Ciężarówki wwiozły do Polski 37 ton odpadów. Złom wróci do Niemiec
Dolnośląska Krajowa Administracja Skarbowa zatrzymała ponad 37 ton nielegalnego złomu aluminium. Transport był zgłoszony w odpowiednim systemie, ale odbiorca z Polski nie posiadał zgody na przetwarzanie odpadów. Złom wróci z powrotem tam, skąd przyjechał, czyli do Niemiec.

W skrócie
- Funkcjonariusze dolnośląskiej KAS zatrzymali na autostradzie A4 dwa transporty z ponad 37 tonami złomu aluminium z Niemiec.
- Polski odbiorca nie posiadał zezwolenia na przetwarzanie odpadów, co uznano za nielegalne przemieszczanie odpadów.
- Odpady zostały zawrócone z powrotem do Niemiec, a odbiorcy grozi kara finansowa do 1 mln zł.
- Więcej podobnych informacji znajdziesz na stronie głównej serwisu
Funkcjonariusze Służby Celno-Skarbowej z Dolnośląskiego Urzędu Celno-Skarbowego we Wrocławiu skontrolowali dwa samochody ciężarowe na autostradzie A4 w okolicach Jędrzychowic, które jechały z Niemiec.

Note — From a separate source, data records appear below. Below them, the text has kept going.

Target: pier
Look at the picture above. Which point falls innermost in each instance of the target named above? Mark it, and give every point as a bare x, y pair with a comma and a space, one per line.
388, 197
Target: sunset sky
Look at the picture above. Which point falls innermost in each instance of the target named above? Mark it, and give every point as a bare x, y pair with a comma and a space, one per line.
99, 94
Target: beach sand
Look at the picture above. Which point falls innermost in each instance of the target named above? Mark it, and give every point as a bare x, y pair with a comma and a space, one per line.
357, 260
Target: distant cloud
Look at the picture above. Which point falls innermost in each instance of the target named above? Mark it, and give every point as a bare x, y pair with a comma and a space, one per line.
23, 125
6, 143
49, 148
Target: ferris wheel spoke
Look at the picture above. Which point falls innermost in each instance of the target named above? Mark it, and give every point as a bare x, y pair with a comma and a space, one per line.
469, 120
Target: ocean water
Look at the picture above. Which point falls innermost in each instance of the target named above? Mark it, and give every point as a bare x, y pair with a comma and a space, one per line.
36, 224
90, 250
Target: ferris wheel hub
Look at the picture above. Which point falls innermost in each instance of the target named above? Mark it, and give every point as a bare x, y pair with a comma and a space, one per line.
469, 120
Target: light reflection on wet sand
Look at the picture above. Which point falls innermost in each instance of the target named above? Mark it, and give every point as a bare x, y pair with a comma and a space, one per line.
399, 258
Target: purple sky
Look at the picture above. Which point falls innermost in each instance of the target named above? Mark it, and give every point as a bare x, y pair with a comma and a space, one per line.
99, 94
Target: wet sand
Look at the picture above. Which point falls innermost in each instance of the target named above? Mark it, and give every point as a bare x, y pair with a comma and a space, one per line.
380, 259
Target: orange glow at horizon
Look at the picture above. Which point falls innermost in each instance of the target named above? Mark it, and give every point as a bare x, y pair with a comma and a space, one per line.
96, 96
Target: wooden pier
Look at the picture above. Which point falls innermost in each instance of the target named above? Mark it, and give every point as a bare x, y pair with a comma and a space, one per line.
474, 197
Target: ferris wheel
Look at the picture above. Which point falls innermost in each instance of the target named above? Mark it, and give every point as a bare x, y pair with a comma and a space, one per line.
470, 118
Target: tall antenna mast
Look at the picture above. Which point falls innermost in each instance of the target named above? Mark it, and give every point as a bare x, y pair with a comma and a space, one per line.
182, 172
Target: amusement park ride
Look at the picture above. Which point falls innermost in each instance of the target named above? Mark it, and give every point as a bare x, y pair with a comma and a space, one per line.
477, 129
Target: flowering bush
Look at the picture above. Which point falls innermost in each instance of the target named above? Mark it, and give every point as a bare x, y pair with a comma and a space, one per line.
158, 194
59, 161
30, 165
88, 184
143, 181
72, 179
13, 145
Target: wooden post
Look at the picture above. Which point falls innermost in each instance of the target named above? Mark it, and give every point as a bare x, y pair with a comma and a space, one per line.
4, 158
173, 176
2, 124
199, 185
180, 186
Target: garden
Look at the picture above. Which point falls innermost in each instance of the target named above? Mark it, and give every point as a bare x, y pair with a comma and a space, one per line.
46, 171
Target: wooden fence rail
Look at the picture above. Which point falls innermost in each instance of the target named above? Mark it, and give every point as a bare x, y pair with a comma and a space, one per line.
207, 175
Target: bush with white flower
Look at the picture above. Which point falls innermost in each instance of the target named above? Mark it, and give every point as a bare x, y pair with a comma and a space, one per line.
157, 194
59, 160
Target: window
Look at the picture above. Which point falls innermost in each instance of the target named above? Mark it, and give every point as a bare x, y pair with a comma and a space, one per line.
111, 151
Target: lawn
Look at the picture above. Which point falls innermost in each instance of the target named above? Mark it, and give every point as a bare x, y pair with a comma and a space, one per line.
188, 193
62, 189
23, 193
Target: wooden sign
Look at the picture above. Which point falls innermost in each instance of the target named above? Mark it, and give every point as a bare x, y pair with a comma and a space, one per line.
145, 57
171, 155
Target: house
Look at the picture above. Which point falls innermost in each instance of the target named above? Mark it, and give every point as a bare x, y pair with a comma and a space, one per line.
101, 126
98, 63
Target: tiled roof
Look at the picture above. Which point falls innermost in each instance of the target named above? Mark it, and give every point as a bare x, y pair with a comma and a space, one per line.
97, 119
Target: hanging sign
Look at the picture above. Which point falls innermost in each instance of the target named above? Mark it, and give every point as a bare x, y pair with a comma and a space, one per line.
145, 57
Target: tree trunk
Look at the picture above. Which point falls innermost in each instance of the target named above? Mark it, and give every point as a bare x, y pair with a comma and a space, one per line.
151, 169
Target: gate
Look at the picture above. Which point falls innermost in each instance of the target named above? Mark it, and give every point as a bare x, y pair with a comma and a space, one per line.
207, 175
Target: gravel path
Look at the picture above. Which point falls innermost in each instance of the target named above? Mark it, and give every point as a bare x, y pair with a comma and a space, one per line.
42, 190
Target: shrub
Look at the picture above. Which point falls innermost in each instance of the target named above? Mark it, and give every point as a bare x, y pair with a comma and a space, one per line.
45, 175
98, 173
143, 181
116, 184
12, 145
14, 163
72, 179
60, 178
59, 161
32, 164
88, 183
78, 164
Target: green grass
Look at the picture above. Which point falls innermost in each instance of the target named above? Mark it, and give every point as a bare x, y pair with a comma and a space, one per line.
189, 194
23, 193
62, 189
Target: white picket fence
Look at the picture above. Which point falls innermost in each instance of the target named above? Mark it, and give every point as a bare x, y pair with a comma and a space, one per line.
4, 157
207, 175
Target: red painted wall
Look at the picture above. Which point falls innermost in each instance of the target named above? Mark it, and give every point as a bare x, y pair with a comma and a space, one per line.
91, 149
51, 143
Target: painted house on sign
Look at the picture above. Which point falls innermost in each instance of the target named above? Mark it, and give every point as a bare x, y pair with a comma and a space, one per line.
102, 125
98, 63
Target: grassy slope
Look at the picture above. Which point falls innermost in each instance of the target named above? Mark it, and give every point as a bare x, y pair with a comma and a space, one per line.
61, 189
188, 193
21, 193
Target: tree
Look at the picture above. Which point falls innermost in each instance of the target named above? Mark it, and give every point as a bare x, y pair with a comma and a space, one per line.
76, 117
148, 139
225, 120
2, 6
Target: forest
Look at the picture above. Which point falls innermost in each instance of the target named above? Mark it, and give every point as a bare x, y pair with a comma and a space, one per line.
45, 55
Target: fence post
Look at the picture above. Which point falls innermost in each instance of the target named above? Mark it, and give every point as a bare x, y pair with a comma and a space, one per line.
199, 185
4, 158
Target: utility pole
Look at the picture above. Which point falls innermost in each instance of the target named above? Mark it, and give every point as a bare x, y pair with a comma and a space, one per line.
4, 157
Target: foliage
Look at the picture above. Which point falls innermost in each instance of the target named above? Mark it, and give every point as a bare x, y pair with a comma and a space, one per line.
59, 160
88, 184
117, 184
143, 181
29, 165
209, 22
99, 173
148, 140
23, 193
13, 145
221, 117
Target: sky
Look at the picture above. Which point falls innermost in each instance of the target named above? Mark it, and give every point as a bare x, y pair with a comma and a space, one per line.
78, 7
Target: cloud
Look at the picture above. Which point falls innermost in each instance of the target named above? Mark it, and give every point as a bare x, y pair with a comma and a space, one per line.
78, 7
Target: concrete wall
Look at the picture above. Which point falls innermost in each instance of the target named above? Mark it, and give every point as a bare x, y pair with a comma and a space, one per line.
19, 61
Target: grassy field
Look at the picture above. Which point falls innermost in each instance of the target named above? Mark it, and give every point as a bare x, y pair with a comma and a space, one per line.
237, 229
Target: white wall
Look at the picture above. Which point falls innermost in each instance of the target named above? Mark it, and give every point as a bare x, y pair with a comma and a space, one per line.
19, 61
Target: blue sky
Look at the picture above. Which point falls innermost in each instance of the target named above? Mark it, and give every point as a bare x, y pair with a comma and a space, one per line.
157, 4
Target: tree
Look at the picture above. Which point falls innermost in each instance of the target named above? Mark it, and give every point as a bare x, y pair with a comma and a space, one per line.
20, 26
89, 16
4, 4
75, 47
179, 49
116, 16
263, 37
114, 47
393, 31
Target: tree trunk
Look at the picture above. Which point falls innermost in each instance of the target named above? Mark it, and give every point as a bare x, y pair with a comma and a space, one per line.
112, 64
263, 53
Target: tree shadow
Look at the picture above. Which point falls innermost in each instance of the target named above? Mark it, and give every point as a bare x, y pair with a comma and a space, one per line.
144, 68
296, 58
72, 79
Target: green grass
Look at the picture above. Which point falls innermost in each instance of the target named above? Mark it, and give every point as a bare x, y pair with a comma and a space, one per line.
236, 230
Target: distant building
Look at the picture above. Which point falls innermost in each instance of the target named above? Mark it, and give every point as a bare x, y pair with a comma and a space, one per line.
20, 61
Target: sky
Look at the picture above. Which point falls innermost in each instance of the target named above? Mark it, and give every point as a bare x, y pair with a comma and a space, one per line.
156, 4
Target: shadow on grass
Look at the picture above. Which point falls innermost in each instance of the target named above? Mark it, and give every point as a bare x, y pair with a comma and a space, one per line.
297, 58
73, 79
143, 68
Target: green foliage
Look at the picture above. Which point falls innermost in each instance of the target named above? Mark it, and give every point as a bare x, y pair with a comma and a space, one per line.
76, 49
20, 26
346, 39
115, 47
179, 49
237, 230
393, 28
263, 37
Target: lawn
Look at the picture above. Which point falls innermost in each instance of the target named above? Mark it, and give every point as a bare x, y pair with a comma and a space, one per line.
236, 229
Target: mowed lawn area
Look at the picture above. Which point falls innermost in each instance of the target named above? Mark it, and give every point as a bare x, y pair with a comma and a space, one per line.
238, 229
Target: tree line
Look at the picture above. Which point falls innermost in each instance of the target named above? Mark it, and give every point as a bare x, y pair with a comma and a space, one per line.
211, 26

Transporty ponad 37 ton odpadów w postaci złomu aluminium były zgłoszone w systemie SENT i miały trafić do jednej z miejscowości w woj. małopolskim. Jak jednak ustalono, odbiorca z Polski nie posiadał zezwolenia na przetwarzanie przewożonych odpadów i ich utylizację.
Inspektorzy ochrony środowiska uznali przewozy za nielegalne przemieszczanie odpadów, za co grozi odbiorcy kara od 10 tys. zł do 1 mln zł.
37 ton złomu zostało zawrócone do nadawcy w Niemczech.